Availability Management | Microsoft SQL Server 2005: The Complete Reference: Full Coverage of all New and Improved Features

Understanding availability management is an essential requirement for IS/IT in almost all companies today. Availability management practice involves the following efforts:

Problem detection This need requires IT to be constantly monitoring systems for advance warnings of system failure. You use whatever tools you can obtain to monitor systems and focus on all the possible points of failure. For example: You will need to monitor storage, networks, memory, processors, and power.
Performance monitoring The role supports service level by assuring that systems are able to service the business and keep systems operating at threshold points considered safely below bottleneck and failure levels.
Scaling up or out to meet demand This level keeps the business running by guaranteeing availability of critical systems in acceptable response times; that users are serviced quickly.
Redundancy Redundancy is the service-level practice of providing secondary offline and online (warm) replicas or mirrors of primary systems that can take over from a primary system (fail-over) with minimal (not longer than a few minutes) disruption of service to database users.
Administration The administration role ensures 24×7 operations and administrative housekeeping. The administrative role manages SL budget, hires and fires, maintains and reports on service-level achievement, and reports to management or the CEO.

Problem Detection

The problem detector (or detective) is the role that is usually carried out by the DBA-analyst who knows what to look for on a high-end, busy, or mission-critical DBMS environment. You need to know everything there is about the technology, the SQL Server platform, and the SQL Server availability and performance capabilities. For example, You need to know which databases are doing what, where they are placed, use of storage services, level of maintenance, and so on. You also need to be able to collect data from SQL Server, interpret it, and forecast needs. You need to know exactly when you need to expand storage needs. There is no reason in any type of situation to have users unable to use the database because the hard disks are full, or because memory is at the max, and so on.
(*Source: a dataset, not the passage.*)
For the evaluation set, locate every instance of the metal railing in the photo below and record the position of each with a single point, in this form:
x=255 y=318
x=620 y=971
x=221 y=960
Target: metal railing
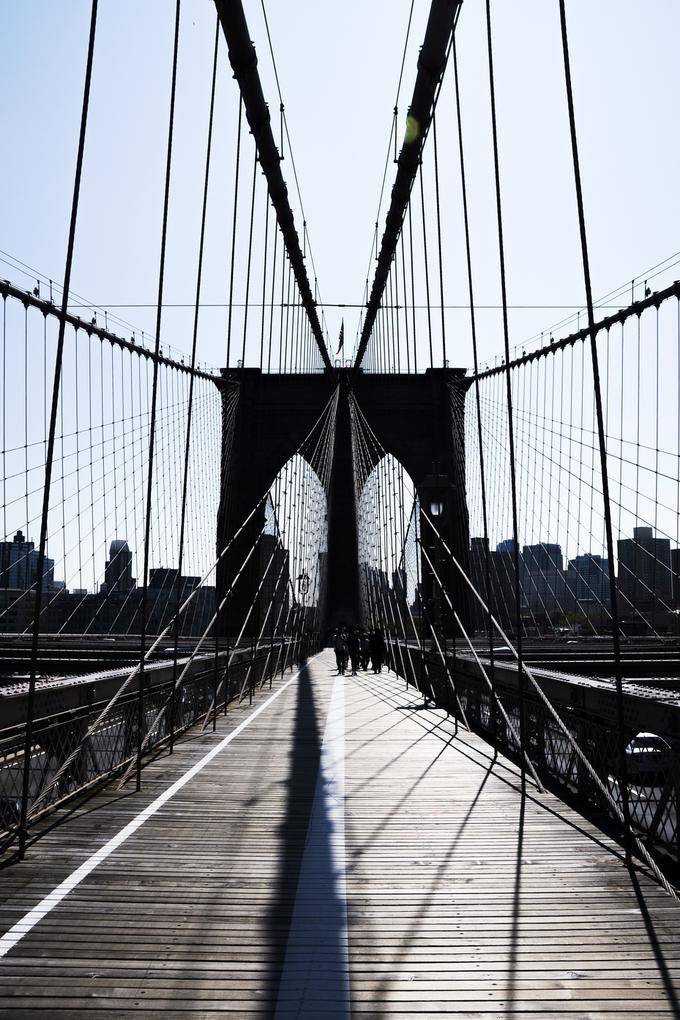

I know that problem detection is a lot like tornado chasing (and a data center on a bad day with poor DR models in place can make the film Twister look like a Winnie-the-Pooh movie). But you need to get into the mode of chasing tornadoes before they happen because you can spend all of your time listening to the earth and looking up at the sky, and then whack! It comes when you least expect it and where you least expect it. Suddenly your 100-ton IBM NetFinity is flying out the window and there’s no way to get it back. Might as well take a rope and a chair and lock your office door from the inside. According to research from the likes of Forrester, close to 40 percent of the IT management resources are spent on problem detection. With large SQL Server sites, some DBAs should be spending 110 percent of their time on problem detection and working with the tools and techniques described in the last chapter.

Note

There are several other SL-related areas that IT spends time on and that impact availability. These include change management and change control, software distribution, and systems management. Change management, or change control, is catered to by Active Directory and is beyond the scope of this book.
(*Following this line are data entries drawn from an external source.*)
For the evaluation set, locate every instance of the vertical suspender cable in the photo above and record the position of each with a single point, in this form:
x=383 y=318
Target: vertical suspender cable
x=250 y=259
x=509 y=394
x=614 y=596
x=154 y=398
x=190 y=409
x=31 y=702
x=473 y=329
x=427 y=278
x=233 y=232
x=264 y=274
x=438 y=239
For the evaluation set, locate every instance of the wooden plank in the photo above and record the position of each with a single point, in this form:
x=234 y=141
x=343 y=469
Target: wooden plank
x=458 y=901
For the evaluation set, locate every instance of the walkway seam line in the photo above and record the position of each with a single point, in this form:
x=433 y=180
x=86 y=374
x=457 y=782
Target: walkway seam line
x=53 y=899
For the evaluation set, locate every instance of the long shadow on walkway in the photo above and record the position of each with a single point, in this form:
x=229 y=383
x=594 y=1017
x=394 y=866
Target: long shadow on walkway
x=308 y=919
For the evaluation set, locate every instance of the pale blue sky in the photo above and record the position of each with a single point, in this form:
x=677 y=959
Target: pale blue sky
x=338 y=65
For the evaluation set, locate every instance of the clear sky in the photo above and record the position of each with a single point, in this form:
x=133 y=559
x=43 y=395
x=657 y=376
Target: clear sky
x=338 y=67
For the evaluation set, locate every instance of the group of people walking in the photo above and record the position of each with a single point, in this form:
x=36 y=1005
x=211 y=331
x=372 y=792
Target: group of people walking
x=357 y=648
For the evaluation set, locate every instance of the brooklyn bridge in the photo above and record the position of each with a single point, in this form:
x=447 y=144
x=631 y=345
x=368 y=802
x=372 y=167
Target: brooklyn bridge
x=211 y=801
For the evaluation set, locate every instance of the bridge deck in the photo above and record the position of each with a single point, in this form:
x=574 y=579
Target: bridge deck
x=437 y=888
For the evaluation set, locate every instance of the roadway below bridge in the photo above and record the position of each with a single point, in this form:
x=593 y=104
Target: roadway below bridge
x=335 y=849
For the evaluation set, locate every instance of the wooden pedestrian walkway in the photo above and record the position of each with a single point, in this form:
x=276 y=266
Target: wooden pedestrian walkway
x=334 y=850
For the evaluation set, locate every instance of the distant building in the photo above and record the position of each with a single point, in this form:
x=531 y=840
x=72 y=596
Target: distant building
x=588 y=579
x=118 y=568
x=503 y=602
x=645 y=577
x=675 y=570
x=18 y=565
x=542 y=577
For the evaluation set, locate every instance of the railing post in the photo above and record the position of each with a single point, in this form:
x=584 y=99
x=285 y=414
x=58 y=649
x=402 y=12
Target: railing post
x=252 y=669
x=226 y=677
The money spent on SQL Server DR gurus is money well spent. Often, a guru will restore a database that, had it stayed offline a few hours longer, would have taken the company off the Internet. So it goes without saying that you will save a lot of money and effort if you can obtain DBAs that are also qualified to monitor for performance and problems, and not just excel at recovery Key to meeting the objective of ensuring SL and high availability is the acquisition of SL tools and technology. This is where Windows Server 2003 Server excels above many other platforms. While clustering and load balancing are included in Advanced Server and Datacenter Server, the performance and system monitoring tools and disaster recovery tools are available to all versions of the OS no matter where you install the DBMS.

Performance Management

Performance management aims to identify poor performance in areas such as networking, access times, transfer rates, and restore or recovery performance; it will point to problems that can be fixed before they turn into disasters. You need to be extremely diligent, and the extent of the management needs to be end-to-end because often a failure is caused by failures in another part of the system that you did notice. For example, if you get a massive flurry of transactions to a hard disk that does not let up until the hard disk crashes, is the hard disk at fault, or should you have been making plans to balance the load, or expand the disk array?

Scale-Up and Scale-Out Availability

In this area, you want to make sure that users do not find that they cannot connect to the database or that a Web page refresh takes forever because the database was choking, or that the server approaches meltdown because it is running out of memory, processor bandwidth, hard-disk space, or the like.

Availability, for the most part, is a post-operative factor. In other words, availability management covers redundancy, mirrored or duplexed systems, fail-overs, and so forth. Note that fail-over is emphasized because the term itself denotes taking over from a system that has failed.

Clustering of systems or load balancing, on the other hand, is also as much a disaster prevention measure as it is a performance-level maintenance practice. Using performance management, you would take systems to a performance point that is nearing threshold or maximum level; depending on your needs and guts, you may decide the failsafe level is 70 percent of system resources for each facility (I start topping when the gas meter shows a quarter tank).

At meltdown, your equipment should switch additional requests for service to other resources. A fail-over database server picks up the users and processes that were on a system that has just failed, and it is supposed to allow the workload to continue uninterrupted on the fail-over systems, although the users will have to reconnect.

But a fail-over is not only a server event. Other examples of fail-overs are mirrored disks, RAID-5 storage sets, and redundant controllers.